Princess Charlotte Augusta of Wales was the only daughter of George IV, then Prince of Wales and his first cousin, Caroline of Brunswick . Theirs was an arranged marriage, which George agreed to in order to get parliament to settle his enormous debts which at the time amounted to £630,000 . On first sight of his future wife, George was thoroughly dismayed and in a state of shock, “I am not well”, he announced “pray get me a glass of brandy,” The marriage ceremony proceeded as arranged, attended by his well pleased father, George III, on the evening of 8th April, 1795 at the Chapel Royal at St. James’ Palace. The bride wore a elaborate dress of silver tissue and lace and a velvet robe lined with ermine. The distraught bridegroom spent his wedding night lying on the bedroom floor by the fireplace in a drunken stupor.
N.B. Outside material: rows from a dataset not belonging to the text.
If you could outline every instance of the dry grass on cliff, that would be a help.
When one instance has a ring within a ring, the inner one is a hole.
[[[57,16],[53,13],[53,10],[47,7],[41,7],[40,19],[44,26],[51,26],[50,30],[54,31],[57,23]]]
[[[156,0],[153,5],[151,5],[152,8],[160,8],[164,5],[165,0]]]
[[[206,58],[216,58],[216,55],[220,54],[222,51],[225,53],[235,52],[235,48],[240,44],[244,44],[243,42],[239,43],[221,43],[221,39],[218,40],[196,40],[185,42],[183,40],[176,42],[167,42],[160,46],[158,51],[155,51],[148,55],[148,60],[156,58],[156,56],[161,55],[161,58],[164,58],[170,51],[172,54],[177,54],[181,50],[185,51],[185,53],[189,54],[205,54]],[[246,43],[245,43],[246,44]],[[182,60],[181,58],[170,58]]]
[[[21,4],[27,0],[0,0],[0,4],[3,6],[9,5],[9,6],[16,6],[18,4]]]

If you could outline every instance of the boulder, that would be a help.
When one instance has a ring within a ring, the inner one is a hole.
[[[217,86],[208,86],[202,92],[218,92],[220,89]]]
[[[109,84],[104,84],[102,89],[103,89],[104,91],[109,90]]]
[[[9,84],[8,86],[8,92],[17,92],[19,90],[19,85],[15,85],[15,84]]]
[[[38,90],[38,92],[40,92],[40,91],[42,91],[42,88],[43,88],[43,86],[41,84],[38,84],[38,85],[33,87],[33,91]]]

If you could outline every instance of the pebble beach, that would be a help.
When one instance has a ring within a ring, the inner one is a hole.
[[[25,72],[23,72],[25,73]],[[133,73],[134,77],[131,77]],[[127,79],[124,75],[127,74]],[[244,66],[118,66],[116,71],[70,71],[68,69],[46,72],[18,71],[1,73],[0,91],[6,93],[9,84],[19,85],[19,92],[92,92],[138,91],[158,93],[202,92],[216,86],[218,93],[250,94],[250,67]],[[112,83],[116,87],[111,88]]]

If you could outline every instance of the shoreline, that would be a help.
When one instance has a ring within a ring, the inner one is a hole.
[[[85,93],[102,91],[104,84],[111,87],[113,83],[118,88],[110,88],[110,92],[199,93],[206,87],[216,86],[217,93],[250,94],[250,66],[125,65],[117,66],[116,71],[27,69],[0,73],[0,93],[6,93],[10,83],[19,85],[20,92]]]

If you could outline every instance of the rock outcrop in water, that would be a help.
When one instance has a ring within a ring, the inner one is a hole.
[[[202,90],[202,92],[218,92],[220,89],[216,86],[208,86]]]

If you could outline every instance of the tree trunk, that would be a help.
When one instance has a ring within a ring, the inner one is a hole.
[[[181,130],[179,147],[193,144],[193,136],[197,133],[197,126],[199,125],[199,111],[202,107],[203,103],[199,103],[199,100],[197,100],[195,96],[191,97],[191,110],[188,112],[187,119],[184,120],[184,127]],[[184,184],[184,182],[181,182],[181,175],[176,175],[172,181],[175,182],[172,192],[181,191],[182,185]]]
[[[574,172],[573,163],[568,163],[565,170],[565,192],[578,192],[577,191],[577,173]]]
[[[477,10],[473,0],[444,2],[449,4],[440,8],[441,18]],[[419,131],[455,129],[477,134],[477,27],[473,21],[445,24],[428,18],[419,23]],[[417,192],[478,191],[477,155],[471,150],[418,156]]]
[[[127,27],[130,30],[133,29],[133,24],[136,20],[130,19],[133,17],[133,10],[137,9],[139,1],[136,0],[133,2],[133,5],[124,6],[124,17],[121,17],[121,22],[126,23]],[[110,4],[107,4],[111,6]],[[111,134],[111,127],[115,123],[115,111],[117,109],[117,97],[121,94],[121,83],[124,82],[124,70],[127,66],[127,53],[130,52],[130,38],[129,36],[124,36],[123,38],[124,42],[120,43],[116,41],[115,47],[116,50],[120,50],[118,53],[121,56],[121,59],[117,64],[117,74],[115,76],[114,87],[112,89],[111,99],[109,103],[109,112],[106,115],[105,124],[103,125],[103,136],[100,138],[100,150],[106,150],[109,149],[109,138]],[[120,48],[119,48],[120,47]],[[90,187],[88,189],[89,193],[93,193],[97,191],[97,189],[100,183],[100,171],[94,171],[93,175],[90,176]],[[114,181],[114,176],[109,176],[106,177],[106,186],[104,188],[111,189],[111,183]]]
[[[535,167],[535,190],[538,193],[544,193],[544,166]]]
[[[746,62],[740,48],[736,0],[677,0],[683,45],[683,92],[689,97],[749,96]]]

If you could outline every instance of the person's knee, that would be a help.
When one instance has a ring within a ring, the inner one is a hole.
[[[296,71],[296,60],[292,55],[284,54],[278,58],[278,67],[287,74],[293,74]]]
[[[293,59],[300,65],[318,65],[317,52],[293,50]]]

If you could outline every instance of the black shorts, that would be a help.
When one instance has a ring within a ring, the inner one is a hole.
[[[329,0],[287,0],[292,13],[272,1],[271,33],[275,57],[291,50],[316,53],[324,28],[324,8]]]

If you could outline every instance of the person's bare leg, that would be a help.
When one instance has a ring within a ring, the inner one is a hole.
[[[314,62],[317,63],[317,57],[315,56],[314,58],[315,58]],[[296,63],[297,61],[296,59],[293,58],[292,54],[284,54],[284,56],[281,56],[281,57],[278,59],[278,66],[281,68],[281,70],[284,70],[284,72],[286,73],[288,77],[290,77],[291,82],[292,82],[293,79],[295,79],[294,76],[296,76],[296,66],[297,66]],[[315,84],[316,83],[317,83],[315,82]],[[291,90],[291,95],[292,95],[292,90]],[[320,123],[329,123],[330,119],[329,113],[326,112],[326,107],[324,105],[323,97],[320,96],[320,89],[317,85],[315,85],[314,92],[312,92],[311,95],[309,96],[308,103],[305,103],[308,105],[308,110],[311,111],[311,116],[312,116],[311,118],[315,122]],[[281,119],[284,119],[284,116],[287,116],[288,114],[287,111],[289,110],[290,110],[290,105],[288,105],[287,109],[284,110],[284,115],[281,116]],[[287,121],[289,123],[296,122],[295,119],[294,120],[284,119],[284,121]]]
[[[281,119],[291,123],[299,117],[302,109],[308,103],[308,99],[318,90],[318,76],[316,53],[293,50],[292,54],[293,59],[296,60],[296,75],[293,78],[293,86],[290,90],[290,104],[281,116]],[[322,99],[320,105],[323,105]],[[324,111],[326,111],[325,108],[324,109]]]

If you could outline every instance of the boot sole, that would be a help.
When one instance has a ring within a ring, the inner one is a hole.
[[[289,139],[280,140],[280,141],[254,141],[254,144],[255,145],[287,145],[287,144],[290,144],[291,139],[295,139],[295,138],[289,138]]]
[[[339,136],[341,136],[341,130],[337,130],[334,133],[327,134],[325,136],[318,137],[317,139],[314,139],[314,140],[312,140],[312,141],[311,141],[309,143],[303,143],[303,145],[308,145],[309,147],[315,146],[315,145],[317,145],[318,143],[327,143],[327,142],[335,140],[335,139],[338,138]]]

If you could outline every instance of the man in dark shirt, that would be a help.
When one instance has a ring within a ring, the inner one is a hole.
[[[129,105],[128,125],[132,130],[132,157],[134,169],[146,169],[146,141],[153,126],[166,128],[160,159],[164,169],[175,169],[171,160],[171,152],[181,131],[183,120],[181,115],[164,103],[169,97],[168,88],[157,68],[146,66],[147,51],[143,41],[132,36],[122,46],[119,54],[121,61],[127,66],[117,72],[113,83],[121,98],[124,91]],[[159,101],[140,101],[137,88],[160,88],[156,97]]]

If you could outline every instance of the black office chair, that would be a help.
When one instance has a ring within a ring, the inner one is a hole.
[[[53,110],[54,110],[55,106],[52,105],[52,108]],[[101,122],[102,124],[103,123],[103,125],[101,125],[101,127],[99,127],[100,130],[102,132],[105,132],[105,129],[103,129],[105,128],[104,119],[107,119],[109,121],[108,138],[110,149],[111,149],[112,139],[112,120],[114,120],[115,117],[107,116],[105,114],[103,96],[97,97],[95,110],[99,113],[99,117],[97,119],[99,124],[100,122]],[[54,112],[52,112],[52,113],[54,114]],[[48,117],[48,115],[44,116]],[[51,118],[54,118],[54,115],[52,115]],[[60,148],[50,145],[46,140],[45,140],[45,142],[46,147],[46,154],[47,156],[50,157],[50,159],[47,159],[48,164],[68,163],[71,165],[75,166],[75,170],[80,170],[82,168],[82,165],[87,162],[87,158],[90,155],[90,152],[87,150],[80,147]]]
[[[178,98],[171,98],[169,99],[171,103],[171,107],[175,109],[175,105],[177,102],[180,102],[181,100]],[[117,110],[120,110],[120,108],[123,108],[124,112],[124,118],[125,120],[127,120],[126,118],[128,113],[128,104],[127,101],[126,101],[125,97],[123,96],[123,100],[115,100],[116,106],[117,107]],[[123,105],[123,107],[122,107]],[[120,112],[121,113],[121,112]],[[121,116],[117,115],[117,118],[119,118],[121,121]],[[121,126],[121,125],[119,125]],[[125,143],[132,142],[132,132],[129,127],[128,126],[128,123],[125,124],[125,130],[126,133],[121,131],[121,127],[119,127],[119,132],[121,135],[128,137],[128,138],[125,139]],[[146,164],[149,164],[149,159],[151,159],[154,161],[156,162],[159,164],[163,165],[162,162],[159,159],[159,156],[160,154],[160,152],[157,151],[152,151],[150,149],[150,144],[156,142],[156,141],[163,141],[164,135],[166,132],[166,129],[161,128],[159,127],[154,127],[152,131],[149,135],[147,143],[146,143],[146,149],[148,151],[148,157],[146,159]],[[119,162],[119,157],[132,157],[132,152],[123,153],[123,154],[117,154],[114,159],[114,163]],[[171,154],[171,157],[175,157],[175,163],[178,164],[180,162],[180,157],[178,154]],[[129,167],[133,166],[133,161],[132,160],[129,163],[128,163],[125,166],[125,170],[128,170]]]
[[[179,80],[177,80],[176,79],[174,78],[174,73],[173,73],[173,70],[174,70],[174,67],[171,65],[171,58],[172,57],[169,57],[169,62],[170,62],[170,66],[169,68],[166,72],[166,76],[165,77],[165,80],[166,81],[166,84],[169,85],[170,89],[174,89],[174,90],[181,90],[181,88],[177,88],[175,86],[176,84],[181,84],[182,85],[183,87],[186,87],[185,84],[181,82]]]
Although he was repelled by his wife, he did his duty and brought himself to consummate the marriage and the Princess of Wales gave birth to a daughter and heir to the throne, Princess Charlotte, exactly nine months after the marriage, on 7th January, 1796 at Carlton House. After the birth of the child George promptly abandoned Caroline.
George III, who was sympathetic toward the plight of his niece, Princess Caroline and never on the best of terms with his errant son, expressed a desire to have Charlotte live with him so that he could supervise her upbringing and education.
A battle of wills followed over who was going to control the raising and education of Princess Charlotte. The prince was willing to accede to the wishes of his father, but wanted Caroline to have no influence in her daughter’s education, while king wanted her to be party to decisions about her daughter. A reconciliation took place between George and his father and an agreement about Charlotte’s future finally reached. She was to remain under her father’s care. The Princess of Wales was forbidden to see her daughter on a daily basis and in 1799 was banished. She went to live abroad, inviting scandal by taking lovers and running up vast debts. The child’s first governess was Lady Elgin.
Not surprisingly Charlotte grew up to be a stormy and rebellious teenager. After a failed attempt to force his daughter into a marriage with the Prince of Orange, whom she loathed, the Regent married his daughter and the heiress to the throne to Leopold George Christian Frederick of Saxe-Coburg- Saalfield, (pictured right) her own choice as a husband. Leopold was the youngest child of Francis, Duke of Saxe-Coburg-Saalfeld and Augusta of Reuss-Ebersdorf. The couple were married on 2 May, 1816, at Carlton House. After spending their honeymoon at Oatlands in Surrey, the country seat of the Duke of York, the couple set up home at Claremont. The cool and collected Leopold was to prove a calming influence on his tempestuous and headstrong wife.
After two miscarriages, Charlotte became pregnant with what was hoped would be a grandson and the heir in the next generation to the British throne. She went into labour on 3rd November, 1817. The Prince Regent was summoned and hurried to be present when the labour proved to be difficult and protracted, Caroline’s ordeal lasted for for fifty hours. Finally the child was born at nine o’clock on 6th November, a boy, born dead. The sad news was related to George on his reaching Carlton House, being told that his daughter herself was doing well, he retired exhausted to bed.
Though the mother seemed at first to be recovering well from her horrendous ordeal, she complained that evening of severe stomach pains and began to vomit. She later developed a pain in her chest, before going into convulsions. It has been suggested that Charlotte may have died as a result of porphyria, inherited from her grandfather, George III.
Soon after the Regent was awoken by his brother, the Duke of York and informed that his only daughter was dead. Highly emotional by nature, George was extremely distraught. The following day he went to visit his bereaved son-in-law at Carlton House. In contrast to the sad but composed Leopold, George was overcome and worked himself into a very distressed condition, which was the cause of further alarm.
Charlotte and her son were buried at St. George’s Chapel, Windsor Her elaborate carved memorial is situated in a side chapel toward the back of the nave. George’s recovery from his bereavement was slow, he became somewhat reclusive and dwelled excessively on the shock of the sad event which had overwhelmed him. Charlotte’s obstetrician, Sir Richard Croft was widely blamed for the Princess’ death and was said to have been negligent. Both the Regent and Prince Leopold publicly exonerated him from blame, but the damage to his reputation was done and eighteen months later Croft shot himself.
Prince Leopold of Saxe-Coburg-Saalfield was later to act as principal adviser to his young niece Victoria. In June 1831, he became king of the Belgians, fifteen years after Charlotte’s death , he married Louise-Marie, daughter of Louis-Philippe of France, and they had four children, one of whom was named Charlotte in her honour. He was to be instrumental in arranging the marriage of Queen Victoria to his nephew, Albert of Saxe-Coburg-Gotha.